Results included $82 million in pension curtailment charges and $159 million in reorganization items related to the bankruptcy. Without those items, Northwest lost $234 million, or $2.69 a share.

Revenue rose 10.7% year over year to $3.38 billion from $3.05 billion.

"Our third quarter results clearly demonstrate the need for Northwest to restructure expeditiously," said Doug Steenland, the company's CEO. "We now are focusing on achieving a competitive labor and nonlabor cost structure, strengthening our balance sheet, achieving market-level lease rates on our aircraft, developing a more efficient business model and returning to profitability."

Northwest's labor costs are high relative to competitors, some of whom have already used the bankruptcy process to slash wages and benefits and terminate pension obligations. Northwest wants the court overseeing its bankruptcy to terminate its union contracts if employees don't agree to significant concessions.

The airline's fuel expense rose 47.6% to $893 million in the latest quarter from a year before. Hurricane Katrina knocked out refineries around the Gulf Coast, causing prices for highly refined jet kerosene to soar in the last month of the quarter from already high levels.

In the latest quarter, Northwest's fuel expense came close to matching the $918 million it paid for salaries, wages and benefits. Rival Continental Airlines ( CAL) said last week it paid more for fuel last quarter than for labor.

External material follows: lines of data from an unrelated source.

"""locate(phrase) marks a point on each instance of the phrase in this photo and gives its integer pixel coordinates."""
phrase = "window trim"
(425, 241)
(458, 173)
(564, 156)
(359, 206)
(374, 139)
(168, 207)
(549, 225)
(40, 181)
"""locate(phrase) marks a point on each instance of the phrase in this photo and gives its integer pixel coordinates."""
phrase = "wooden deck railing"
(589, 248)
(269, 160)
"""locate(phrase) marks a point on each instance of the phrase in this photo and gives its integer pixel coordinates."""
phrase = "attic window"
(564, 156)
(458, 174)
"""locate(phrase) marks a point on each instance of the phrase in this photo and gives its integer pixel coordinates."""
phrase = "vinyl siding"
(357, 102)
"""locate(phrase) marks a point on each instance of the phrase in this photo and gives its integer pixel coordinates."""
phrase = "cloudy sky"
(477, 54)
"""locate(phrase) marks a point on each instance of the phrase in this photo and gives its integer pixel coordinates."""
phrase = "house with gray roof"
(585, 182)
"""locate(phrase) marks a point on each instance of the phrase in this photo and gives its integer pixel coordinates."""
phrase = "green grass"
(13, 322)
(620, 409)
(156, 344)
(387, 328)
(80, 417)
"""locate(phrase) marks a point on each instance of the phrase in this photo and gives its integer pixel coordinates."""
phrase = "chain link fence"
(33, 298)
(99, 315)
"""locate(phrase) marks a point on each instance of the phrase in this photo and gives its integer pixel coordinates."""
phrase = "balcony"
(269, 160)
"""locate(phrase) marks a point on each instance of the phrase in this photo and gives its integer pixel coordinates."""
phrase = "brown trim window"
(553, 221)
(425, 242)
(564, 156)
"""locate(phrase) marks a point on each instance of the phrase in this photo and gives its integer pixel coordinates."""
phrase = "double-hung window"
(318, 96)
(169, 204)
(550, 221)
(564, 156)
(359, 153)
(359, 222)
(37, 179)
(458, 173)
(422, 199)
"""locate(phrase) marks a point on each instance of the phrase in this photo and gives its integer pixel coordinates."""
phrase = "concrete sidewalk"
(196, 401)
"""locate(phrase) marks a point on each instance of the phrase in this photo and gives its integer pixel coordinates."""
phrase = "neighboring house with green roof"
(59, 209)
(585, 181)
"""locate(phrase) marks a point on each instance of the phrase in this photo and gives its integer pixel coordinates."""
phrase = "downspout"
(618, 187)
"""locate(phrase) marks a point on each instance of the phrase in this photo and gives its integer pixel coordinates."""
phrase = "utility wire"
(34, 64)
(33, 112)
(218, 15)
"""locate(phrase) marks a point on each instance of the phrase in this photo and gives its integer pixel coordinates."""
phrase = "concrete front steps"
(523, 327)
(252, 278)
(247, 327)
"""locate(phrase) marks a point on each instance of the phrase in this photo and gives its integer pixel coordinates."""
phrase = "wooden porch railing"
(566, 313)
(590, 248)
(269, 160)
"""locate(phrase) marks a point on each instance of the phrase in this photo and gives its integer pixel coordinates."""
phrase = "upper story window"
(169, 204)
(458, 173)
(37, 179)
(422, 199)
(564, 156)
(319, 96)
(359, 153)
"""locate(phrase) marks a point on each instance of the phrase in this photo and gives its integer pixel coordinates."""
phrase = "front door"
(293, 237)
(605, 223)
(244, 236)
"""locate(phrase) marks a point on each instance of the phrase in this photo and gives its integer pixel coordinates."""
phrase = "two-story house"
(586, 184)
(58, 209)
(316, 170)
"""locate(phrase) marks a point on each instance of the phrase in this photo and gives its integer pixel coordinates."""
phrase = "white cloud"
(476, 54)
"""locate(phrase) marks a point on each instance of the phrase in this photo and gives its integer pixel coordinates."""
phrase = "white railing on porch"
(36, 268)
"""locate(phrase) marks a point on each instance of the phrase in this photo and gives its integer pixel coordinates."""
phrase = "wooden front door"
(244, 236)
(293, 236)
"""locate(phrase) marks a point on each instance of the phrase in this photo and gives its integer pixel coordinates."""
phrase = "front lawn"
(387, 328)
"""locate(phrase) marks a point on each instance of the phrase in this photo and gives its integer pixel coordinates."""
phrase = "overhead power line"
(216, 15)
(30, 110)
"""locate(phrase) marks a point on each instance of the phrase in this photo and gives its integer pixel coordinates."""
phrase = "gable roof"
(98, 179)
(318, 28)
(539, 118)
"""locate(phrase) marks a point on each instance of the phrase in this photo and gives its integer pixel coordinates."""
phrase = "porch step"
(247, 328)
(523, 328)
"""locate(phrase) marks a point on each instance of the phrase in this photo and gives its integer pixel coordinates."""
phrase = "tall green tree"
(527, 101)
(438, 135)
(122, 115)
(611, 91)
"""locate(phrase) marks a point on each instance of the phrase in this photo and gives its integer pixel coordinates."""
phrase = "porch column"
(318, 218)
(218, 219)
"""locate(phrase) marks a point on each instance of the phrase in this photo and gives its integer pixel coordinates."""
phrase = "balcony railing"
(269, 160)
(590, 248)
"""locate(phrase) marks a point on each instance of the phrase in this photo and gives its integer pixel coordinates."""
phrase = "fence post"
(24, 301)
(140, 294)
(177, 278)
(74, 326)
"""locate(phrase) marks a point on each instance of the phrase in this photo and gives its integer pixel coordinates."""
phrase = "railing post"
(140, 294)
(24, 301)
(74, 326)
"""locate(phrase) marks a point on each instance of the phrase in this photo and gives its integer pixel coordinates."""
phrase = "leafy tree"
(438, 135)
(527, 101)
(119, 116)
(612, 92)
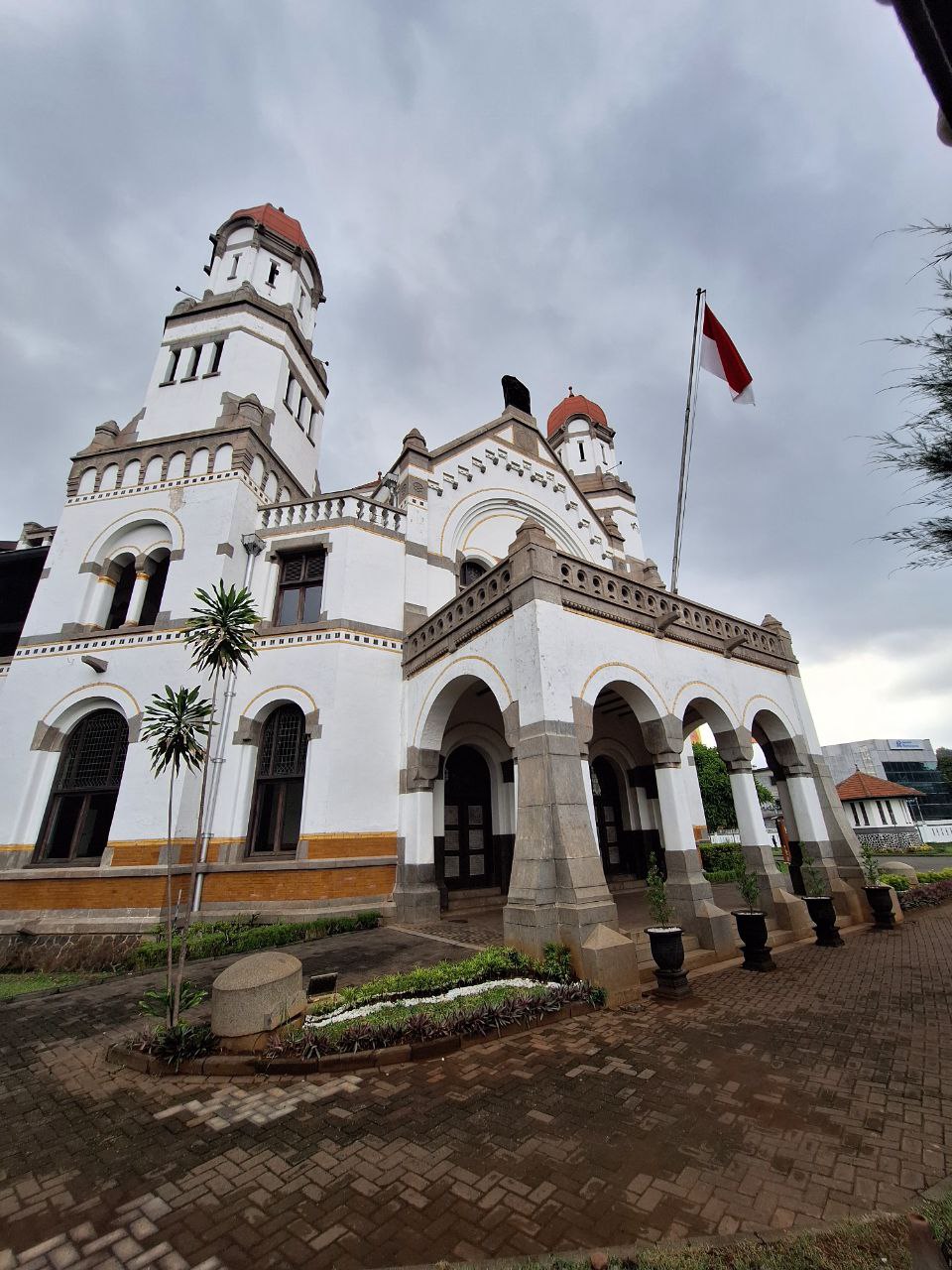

Northwest's high fuel expense obscured improving revenue trends in its mainline operations, which exclude small regional feeder flights. Passenger traffic grew 3.5% year over year, while Northwest kept capacity growth to 1.5%. That combination enabled the airline to fill an average of 84.6% of its seats, up from 82.9% a year before.

Meanwhile, the airline's yield, which essentially measures average fares, rose 4.4%. The combination of higher yield and fuller planes boosted unit revenue, measured in revenue per available seat mile, by 6.5%.

Northwest shares fell a penny to 58 cents Friday. The stock continues to trade, but it will likely be rendered worthless if and when Northwest emerges from bankruptcy. In almost all cases, bankrupt airlines cancel existing shares when they exit Chapter 11 and issue new stock to pay unsecured creditors and other stakeholders.